Performance
Performance is at the heart of everything we do.
The best of both worlds
Staging over one hundred live music events each year, the Music department is unique in its combination of academic excellence and conservatoire levels of performance.
If you are a performer, you will feel immediately at home in our exceptional environment. If you are a composer, you will gain from having your work performed by outstanding musicians. If you are a musicologist, you will be immersed in the music you are studying and will be actively engaged with its presentation and dissemination.
And if you are an all-rounder, or have yet to decide where your true passion lies, you will have all this (and more) to choose from as your chart your own path through your degree.
More than 100 musical events each year
Excellence and opportunity: from symphonies and operas to jazz, gamelan and klezmer – from early music and string quartets to cutting-edge experimental music, electroacoustic diffusion and mixed media, and from a capella choirs and a 250-strong University Chorus to musical theatre and barbershop. We do all this, and more.
One of the most active student-run music societies in the country, with auditioned and non-auditioned ensembles.
Our student choirs perform in concerts in Manchester and further afield.
We value music in all its spectacular diversity: what really matters to us is doing what we do well. And we are able to do just this thanks to the unique infrastructure that allows experienced staff and talented students to work together so intensively.
At Manchester I conducted the university’s orchestras and ensembles and alongside the conducting tuition, this provided me with the skills and experience I needed to establish my career.
Leo Geyer / GRNCM Composition and MusB Music
The Manchester University Music Society (MUMS) and the University of Manchester Chorus collaborate closely with the Music department in organising most of the music making at the university.
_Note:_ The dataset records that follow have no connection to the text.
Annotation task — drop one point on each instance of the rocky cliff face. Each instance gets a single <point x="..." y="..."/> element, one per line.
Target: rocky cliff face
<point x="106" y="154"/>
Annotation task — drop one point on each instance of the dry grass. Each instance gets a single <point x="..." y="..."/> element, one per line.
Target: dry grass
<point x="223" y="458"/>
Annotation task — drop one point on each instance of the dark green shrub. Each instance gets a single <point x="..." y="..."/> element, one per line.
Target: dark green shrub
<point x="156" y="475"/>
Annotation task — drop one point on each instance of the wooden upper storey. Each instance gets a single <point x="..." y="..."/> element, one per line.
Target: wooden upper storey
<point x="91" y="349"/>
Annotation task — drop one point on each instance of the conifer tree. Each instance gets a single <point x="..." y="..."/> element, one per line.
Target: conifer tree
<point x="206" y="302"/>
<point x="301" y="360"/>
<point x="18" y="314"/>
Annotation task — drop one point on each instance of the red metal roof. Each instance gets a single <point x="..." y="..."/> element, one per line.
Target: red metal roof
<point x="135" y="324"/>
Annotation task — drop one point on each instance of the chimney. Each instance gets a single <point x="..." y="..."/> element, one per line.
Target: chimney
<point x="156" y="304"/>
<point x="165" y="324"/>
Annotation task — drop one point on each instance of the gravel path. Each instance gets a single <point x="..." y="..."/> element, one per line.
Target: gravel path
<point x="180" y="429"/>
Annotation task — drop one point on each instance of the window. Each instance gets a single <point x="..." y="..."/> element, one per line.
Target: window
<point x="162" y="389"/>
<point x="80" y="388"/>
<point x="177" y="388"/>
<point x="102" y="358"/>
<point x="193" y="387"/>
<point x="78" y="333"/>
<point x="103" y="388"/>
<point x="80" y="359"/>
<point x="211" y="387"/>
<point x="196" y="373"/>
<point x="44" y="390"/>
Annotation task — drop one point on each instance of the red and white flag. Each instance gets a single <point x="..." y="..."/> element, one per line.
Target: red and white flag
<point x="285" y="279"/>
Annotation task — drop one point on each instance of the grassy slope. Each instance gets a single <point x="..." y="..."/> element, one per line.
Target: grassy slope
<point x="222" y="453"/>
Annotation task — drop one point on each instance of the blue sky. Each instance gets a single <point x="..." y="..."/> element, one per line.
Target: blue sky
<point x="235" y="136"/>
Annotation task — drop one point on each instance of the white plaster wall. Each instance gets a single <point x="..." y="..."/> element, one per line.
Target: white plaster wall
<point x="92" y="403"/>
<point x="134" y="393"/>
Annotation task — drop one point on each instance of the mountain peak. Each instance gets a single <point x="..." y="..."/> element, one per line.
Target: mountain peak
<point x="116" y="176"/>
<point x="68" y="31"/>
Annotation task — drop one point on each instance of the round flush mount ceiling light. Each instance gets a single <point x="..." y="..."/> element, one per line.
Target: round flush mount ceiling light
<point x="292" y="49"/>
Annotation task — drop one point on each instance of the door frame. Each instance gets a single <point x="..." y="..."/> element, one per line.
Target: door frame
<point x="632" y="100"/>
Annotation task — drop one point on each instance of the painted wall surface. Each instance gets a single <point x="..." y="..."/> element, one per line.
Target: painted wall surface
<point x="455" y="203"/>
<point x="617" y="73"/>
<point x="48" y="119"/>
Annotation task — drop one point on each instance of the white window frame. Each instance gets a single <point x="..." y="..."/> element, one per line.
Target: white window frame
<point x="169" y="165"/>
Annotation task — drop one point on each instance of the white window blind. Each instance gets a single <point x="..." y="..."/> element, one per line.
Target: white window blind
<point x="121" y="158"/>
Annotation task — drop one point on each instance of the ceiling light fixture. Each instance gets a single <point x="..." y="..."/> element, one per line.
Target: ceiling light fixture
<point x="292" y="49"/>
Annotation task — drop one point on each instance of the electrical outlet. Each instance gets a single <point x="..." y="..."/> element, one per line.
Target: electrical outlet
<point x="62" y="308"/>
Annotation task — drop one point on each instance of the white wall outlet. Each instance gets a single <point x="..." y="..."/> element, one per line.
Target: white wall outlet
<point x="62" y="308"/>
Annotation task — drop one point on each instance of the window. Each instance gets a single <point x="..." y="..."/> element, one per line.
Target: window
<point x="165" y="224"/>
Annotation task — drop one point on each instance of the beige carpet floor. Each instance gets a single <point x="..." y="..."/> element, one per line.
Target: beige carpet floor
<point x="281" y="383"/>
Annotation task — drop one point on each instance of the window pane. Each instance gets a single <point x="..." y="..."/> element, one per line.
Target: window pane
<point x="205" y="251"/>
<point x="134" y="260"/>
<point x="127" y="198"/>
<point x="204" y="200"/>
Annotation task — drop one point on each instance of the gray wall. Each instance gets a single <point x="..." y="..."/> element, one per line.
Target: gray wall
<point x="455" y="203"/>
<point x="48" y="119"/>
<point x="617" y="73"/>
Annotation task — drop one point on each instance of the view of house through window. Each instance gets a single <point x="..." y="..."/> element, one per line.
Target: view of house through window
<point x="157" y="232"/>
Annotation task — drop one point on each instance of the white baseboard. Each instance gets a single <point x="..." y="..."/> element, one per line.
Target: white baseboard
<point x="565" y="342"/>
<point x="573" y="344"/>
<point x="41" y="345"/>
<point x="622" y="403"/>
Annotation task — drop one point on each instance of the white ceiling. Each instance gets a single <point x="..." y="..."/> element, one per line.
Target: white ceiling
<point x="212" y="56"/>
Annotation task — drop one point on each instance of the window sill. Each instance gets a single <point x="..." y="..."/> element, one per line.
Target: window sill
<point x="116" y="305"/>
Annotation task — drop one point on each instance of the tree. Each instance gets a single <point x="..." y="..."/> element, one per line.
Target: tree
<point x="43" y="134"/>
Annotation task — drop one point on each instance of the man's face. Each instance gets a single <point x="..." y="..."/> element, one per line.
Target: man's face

With oversight and mentoring from our highly experienced concert staff in the Martin Harris Centre (MHC), our students gain hands-on experience of how the music profession works in practice alongside their academic studies, ensuring the two complement one another at every step of the journey.
Each society has its own committee that does everything from hiring the music, booking venues for concerts and rehearsals, auditioning soloists, creating and printing programmes, to stewarding and stage management, managing finances, and marketing and publicity.
Overseen by our professional conductor, Robert Guy (freelance conductor), these societies also offer the most comprehensive conducting programme provided by any university. Students may also audition to take conducting as their principal study in their final year (normally culminating in a concert performance of one or two large symphonic or choral works). Many of our recent graduates are already winning the highest accolades as professional conductors.
Outstanding instrumental and vocal teachers
[...] my experience managing concerts for the Music Society has prepared me remarkably well for being a BBC producer.
Ben Horrigan / MusB Music
In a city that is home to the Hallé, BBC Philharmonic and Manchester Camerata, the extraordinary amount of high-calibre professional music-making going on around us means that we can engage instrumental teachers of the very highest standard.
The majority of our instrumental teachers (many of whom are shared with the RNCM) are drawn from the city’s three professional orchestras.